Через несколько минут Констанс и Цезарь мирно похрапывали.

Беглый взгляд, брошенный на прошлое этой супружеской четы, подтвердит впечатление, которое сложилось у читателей от дружеского препирательства между героями описанной сцены. Рисуя купеческие нравы, наш очерк объяснит еще, в силу какого необычайного стечения обстоятельств Цезарь Бирото стал владельцем парфюмерной лавки и офицером национальной гвардии, а затем сделался помощником мэра и кавалером ордена Почетного легиона.

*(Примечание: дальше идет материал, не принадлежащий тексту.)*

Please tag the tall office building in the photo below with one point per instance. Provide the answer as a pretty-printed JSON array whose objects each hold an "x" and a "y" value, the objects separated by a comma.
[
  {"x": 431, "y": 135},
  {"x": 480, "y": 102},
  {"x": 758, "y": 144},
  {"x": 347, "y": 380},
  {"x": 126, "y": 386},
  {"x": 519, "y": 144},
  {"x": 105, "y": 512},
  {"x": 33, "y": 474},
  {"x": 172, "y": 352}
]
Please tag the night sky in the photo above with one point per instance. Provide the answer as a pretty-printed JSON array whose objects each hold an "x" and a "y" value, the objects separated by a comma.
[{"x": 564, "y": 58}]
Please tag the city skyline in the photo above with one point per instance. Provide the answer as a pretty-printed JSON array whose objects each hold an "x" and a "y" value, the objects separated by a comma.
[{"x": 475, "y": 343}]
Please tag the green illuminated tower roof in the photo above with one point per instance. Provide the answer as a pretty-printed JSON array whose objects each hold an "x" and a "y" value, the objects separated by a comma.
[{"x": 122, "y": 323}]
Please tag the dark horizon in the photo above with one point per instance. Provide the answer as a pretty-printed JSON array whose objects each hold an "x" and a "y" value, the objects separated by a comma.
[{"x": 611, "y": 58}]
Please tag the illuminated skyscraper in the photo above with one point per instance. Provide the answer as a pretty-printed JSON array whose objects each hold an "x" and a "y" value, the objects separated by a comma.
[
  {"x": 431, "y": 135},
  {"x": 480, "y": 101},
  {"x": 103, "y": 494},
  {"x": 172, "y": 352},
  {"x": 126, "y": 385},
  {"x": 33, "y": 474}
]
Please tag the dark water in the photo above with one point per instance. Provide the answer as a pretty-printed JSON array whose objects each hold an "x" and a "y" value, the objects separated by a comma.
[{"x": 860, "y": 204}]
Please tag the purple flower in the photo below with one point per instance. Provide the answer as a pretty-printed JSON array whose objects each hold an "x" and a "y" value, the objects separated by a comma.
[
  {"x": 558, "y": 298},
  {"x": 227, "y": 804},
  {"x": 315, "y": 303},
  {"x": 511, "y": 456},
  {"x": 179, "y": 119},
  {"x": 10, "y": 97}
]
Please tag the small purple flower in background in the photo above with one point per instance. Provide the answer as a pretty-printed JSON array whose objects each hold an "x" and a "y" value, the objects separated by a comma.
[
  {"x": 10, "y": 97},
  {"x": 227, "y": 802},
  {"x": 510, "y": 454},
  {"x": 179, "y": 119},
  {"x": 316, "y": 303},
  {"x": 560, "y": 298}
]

Всесторонне рассмотрев его характер и причины его возвышения, нетрудно будет понять, что в торговом мире потрясения, которые преодолевают люди сильные, для людей слабых и недалеких оказываются непоправимыми катастрофами. Сами события ничего еще не решают. Их последствия зависят исключительно от людей; несчастье - ступень к возвышению гения, очистительная купель - для христианина, клад - для ловкого человека, бездна - для слабого.